The World’s Most Expensive Biplane

By Deane Barker on July 1, 2007

The space shuttle had to land at Edwards AFB in California last week due to weather, so they had to get it back to Florida via the piggy-back method. I watched it on CNN, and was struck by how cool it was. I’ve seen it before, of course, but you kind of take it for granted.

However, I found myself wondering if the 747 gets any extra lift from the wings on the shuttle. I know the drag and weight are a problem, but you do have two extra wing surfaces now, so do those help at all? With the shuttle on top, it’s like the world’s most expensive bi-plane.

The Wikipedia page for the Shuttle Carrier Aircraft had some interesting information:

Flying with the drag of the Orbiter imposes fuel and altitude penalties – the range is reduced to just over 1000 nautical miles (1900 km) compared to an unladen range of 5500 nautical miles (10,000 km), requiring a SCA to stop several times to refuel on a transcontinental flight

Wow, an 80% reduction in range and they can’t refuel in flight.

It takes a crew of about 170 a week to prepare the shuttle and SCA for flight, and each transcontinental trip costs about $1.7 million.


Still, I have no information on whether or not the wings of the shuttle provide the entire, two-vehicle apparatus with any net increase in lift. Opinions, anyone?

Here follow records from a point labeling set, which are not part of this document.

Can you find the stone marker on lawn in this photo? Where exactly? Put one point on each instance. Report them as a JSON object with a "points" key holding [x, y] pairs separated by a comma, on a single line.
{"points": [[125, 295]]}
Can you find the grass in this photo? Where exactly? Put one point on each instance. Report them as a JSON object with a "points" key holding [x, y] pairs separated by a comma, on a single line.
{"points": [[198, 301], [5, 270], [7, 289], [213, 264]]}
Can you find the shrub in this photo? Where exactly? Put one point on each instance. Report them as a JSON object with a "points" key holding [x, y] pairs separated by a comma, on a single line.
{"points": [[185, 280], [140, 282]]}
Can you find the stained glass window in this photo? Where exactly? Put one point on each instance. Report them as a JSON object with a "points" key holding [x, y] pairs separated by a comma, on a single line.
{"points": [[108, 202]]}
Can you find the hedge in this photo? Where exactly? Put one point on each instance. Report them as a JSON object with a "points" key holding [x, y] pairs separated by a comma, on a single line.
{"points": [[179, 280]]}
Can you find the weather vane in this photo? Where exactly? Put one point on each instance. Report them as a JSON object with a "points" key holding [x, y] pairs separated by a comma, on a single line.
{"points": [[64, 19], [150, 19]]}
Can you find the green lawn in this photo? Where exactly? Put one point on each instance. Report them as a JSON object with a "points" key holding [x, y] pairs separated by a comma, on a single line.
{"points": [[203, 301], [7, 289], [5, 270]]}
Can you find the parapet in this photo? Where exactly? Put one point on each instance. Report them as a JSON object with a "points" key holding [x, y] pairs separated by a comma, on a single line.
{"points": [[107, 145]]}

  1. Considering that in the atmosphere the shuttle is pretty much a flying brick, I have a feeling that the extra pair of wings is not helping out in the least bit.

  2. The shuttle’s glide slope on landing approach is approximately 1:1, meaning that it drops a foot for every foot it goes forward. Depending on the source, a 747’s glide ratio is somewhere in the 15:1 and 17:1 range.

    In other words, the orbiter can’t really be called a glider, since it’s more of a controlled fall. It’s wings can’t keep it up in the air too well, even under its own power. (On the plus side, they don’t snap off during reentry)

    It’s likely that the orbiter does provide the SCA some lift, but it also provides a lot more weight and drag. If you think of the two aircraft as separate bodies, the orbiter is still gliding at that 1:1 ratio, which means that it’s net velocity is still pushing down ( a lot ) on to the 747.